Primary cutaneous T-cell lymphomas (CTCL) are a group of lymphoproliferative disorders characterized by localization of neoplastic T cells to the skin at presentation. Mycosis fungoides (MF) and its leukemic variant Sezary syndrome (SS) are the most prevalent forms of CTCL. While early stage MF is restricted to patches and plaques involving the skin, most patients eventually develop cutaneous tumors, generalized erythroderma, or dissemination to peripheral blood, lymph nodes or visceral organs. Currently existing therapy of tumor-stage and disseminated CTCL is palliative, with most patients dying within 1-5 years. The presence of CD8+ cells in close proximity to dermal neoplastic infiltrates in early stages of the disease, and the clinical response seen with some immunomodulatory agents suggests that CTCL may be potential targets for immunotherapy-based interventions.
Allogeneic stem cell transplantation is a curative treatment modality successfully employed in a number of hematologic malignancies. The curative effect of this approach is in part mediated by donor-derived T lymphocytes with reactivity for patient leukemic cells. The power of this graft versus leukemia effect (GVL) is best illustrated in patients with relapsed Chronic Myeloid Leukemia (CML) after an allogeneic bone marrow transplant, in whom a single donor lymphocyte infusion (DLI) can induce remission. We hypothesize that neoplastic T cells in MF/SS may similarly be susceptible to a graft vs. tumor (GVT) effect. Unfortunately, advanced patient age and a 25% to 35% risk of transplant related mortality (TRM) preclude the use of conventional 'dose- intensive' allogeneic peripheral blood stem cell transplantation (PBSCT) in patients with advanced CTCL who might otherwise benefit from this approach. The risk of TRM related to conditioning can be circumvented at least partially by using a reduced-intensity conditioning regimen to prepare the patient for transplantation.

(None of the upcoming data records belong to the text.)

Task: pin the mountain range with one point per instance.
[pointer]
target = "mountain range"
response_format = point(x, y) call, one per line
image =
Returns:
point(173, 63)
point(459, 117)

In this study, we will treat male and non-pregnant female subjects between the ages of 18 and 70 years (both inclusive) suffering from advanced MF/SS with an allogeneic peripheral blood stem cell (PBSC) transplant from an HLA-matched family donor or an HLA matched (10/10 allele level match) unrelated donor. A low intensity, nonmyeloablative conditioning regimen employing the anti-CD52 monoclonal antibody Campath-1H (alemtuzumab) and fludarabine will be used to induce host immunosuppression to facilitate donor hematopoietic and lymphoid engraftment. We anticipate minimal host myelosuppression and consequently reduced early transplant toxicity with this conditioning regimen. Immune and hematopoietic reconstitution will be achieved by infusion of unmanipulated donor-derived granulocyte colony stimulation factor (G-CSF) mobilized peripheral blood stem cells. Infusion of donor lymphocytes in incremental doses will be used to promote engraftment or disease regression when indicated. Cyclosporine A (CSA) will be used as prophylaxis against graft vs host disease (GVHD), with dose adjustments made as necessary to favor complete donor chimerism and disease regression.
A total of up to 25 subjects (transplant recipients) will be treated on this protocol. The primary end point of this study is efficacy (proportion of subjects achieving a complete response). Other end points include assessment of donor-host chimerism in various hematopoietic and lymphoid cells, overall response, incidence of acute and chronic GVHD, graft failure, assessment of lymphoid subset reconstitution, transplant related morbidity and mortality and disease-free and overall survival and the outcomes of transplantation by the donor type (related vs. unrelated).